FSA rejects US-Russia chemical weapons plan
The head of the opposition Free Syrian Army on Saturday rejected an agreement between the US and Russia to eliminate Syria’s chemical weapons stock by mid-2014.
“We cannot accept any part of this initiative,” Gen. Selim Idriss told reporters in Istanbul, saying it is a blow to the two-and-a-half-year uprising aiming to topple Syrian President Bashar Assad.
“We in the Free Syrian Army are unconcerned by the implementation of any part of the initiative ... I and my brothers in arms will continue to fight until the regime falls,” he said.
Idriss said the deal would allow Assad to avoid being held accountable for killing hundreds of civilians in a poison gas attack on Damascus on Aug. 21.
The United States’ strike plans were put off after Russia proposed that Damascus put its chemical arms under international supervision, Assad agreed to the proposal.
Idriss spoke shortly after US Secretary of State John Kerry and Russian Foreign Minister Sergei Lavrov announced the agreed time frame, after three days of talks in Geneva.

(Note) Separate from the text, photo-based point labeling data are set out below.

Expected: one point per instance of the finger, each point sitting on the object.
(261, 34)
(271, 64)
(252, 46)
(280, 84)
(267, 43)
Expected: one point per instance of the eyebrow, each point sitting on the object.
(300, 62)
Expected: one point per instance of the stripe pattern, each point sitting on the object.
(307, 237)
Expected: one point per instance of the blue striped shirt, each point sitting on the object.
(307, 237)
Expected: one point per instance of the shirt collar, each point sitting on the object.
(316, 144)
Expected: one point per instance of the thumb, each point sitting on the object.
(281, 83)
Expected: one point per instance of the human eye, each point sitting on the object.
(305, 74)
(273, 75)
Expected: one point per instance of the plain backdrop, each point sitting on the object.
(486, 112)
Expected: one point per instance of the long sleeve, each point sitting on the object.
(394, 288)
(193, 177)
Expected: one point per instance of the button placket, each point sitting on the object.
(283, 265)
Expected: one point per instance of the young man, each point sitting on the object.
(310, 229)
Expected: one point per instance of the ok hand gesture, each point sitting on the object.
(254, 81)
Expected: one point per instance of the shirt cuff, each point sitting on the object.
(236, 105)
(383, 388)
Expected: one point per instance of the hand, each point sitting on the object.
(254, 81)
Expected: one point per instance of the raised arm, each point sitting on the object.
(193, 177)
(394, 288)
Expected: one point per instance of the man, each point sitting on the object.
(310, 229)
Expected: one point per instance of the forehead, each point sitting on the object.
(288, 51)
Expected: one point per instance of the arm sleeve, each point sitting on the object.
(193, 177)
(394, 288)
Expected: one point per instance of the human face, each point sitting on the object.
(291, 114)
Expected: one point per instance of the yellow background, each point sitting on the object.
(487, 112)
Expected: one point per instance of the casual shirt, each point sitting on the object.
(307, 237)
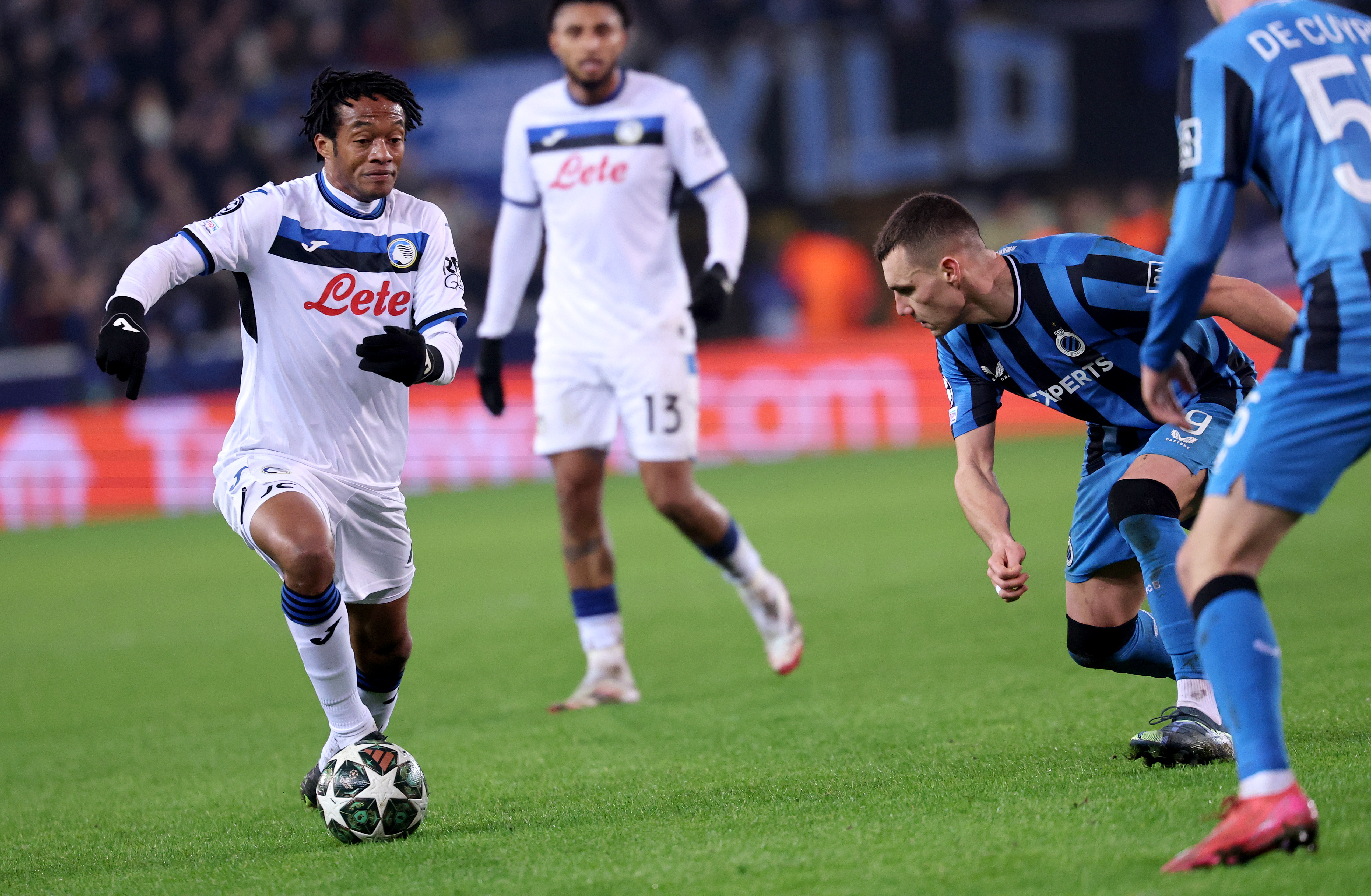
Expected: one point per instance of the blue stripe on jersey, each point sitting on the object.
(1081, 312)
(708, 181)
(199, 247)
(347, 240)
(1271, 98)
(597, 133)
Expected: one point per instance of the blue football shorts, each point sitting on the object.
(1295, 436)
(1095, 542)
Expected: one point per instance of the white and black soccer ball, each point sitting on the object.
(372, 791)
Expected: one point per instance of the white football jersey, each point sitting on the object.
(604, 177)
(316, 277)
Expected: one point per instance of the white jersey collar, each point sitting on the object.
(346, 203)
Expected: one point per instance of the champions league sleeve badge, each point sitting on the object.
(402, 253)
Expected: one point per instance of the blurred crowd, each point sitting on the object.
(138, 117)
(132, 122)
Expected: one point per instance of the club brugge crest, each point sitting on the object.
(1070, 345)
(628, 132)
(402, 253)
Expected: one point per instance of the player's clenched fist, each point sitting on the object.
(401, 355)
(1007, 572)
(122, 346)
(489, 365)
(711, 295)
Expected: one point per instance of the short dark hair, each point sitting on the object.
(620, 6)
(923, 223)
(339, 88)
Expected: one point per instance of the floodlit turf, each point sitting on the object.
(934, 740)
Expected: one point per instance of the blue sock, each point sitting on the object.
(1240, 650)
(1133, 649)
(1155, 542)
(310, 609)
(594, 602)
(726, 547)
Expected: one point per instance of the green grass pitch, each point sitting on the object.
(157, 721)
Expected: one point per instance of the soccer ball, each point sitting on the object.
(372, 791)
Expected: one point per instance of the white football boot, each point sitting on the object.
(768, 602)
(608, 680)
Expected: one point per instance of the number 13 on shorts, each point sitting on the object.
(663, 419)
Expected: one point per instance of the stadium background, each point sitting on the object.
(136, 117)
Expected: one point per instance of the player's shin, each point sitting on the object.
(379, 694)
(597, 619)
(320, 628)
(735, 554)
(1240, 650)
(1147, 513)
(1133, 649)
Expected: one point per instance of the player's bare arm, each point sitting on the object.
(988, 512)
(1241, 302)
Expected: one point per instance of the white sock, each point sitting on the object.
(1265, 784)
(745, 562)
(380, 706)
(1197, 694)
(327, 651)
(601, 632)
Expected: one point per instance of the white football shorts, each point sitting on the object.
(653, 388)
(374, 557)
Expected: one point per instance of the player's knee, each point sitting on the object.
(1142, 498)
(1096, 647)
(389, 653)
(578, 498)
(672, 503)
(308, 566)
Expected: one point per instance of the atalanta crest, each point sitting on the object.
(232, 208)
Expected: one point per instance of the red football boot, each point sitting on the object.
(1286, 820)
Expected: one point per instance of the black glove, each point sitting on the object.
(711, 295)
(401, 355)
(122, 346)
(489, 376)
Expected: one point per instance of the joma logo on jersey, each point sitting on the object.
(343, 292)
(576, 172)
(1071, 383)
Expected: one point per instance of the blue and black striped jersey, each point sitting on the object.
(1280, 96)
(1082, 305)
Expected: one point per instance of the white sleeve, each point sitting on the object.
(438, 290)
(726, 213)
(160, 269)
(696, 154)
(240, 235)
(443, 338)
(517, 183)
(519, 236)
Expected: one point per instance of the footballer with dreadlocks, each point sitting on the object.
(350, 294)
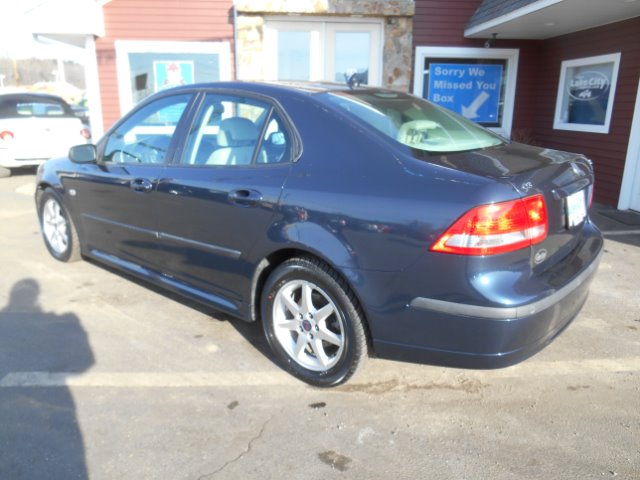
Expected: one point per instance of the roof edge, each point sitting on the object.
(520, 12)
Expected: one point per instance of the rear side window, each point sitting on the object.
(233, 130)
(146, 135)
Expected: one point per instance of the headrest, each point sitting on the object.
(237, 132)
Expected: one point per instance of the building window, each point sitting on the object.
(477, 83)
(148, 67)
(335, 51)
(585, 94)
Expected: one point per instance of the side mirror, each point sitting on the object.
(83, 153)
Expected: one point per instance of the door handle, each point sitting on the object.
(141, 185)
(245, 197)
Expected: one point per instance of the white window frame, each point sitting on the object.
(558, 123)
(126, 47)
(510, 56)
(322, 46)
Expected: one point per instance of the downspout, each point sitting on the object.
(235, 41)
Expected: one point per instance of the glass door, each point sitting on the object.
(353, 53)
(324, 51)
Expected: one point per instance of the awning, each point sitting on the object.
(541, 19)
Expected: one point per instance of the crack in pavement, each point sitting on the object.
(242, 454)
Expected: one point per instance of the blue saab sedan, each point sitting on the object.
(349, 221)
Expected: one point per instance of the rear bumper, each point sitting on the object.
(469, 336)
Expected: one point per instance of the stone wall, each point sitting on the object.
(397, 17)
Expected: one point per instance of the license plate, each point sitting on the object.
(576, 209)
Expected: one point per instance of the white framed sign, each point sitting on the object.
(586, 93)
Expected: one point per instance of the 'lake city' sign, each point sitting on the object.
(471, 90)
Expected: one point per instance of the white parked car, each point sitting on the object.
(35, 127)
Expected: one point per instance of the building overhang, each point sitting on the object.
(543, 19)
(65, 19)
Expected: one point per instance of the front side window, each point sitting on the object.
(414, 122)
(232, 130)
(144, 138)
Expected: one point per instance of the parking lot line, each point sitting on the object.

“Are we Syrians supposed to wait until mid-2014, to continue being killed every day and to accept (the deal) just because the chemical arms will be destroyed in 2014,” asked Idriss.
“We respect our friends (in the international community), and we hope our friends understand our position ... We cannot accept this initiative because it ignores ... the massacre of our people.”
Canada’s Foreign Minister John Baird called Syria’s offer to begin providing information on its chemical arsenal 30 days after it signs an international convention banning such weapons “ridiculous and absurd.”
Baird said Assad could not be given extra time. “This is a man, who up until a week ago denied that they had any such weapons.”
Turkish Foreign Minister Ahmet Davutoglu, who joined Baird at a news conference Saturday in Istanbul, also expressed skepticism, saying that Assad was playing for time while continuing to commit atrocities.
Davutoglu said Turkey welcomed the diplomatic initiative to remove Syria’s chemical weapons, but it was still incumbent on the international community to bring to justice the Syrian officials responsible for crimes against humanity.
Obama welcomed the deal, but said much remains to be done and warned Damascus to comply with the accord.
Obama said the accord was made possible “in part” by what he called his credible threat to use force against Syria as punishment.
The accord marked a very swift change in the direction of the latest chapter of the Syria crisis.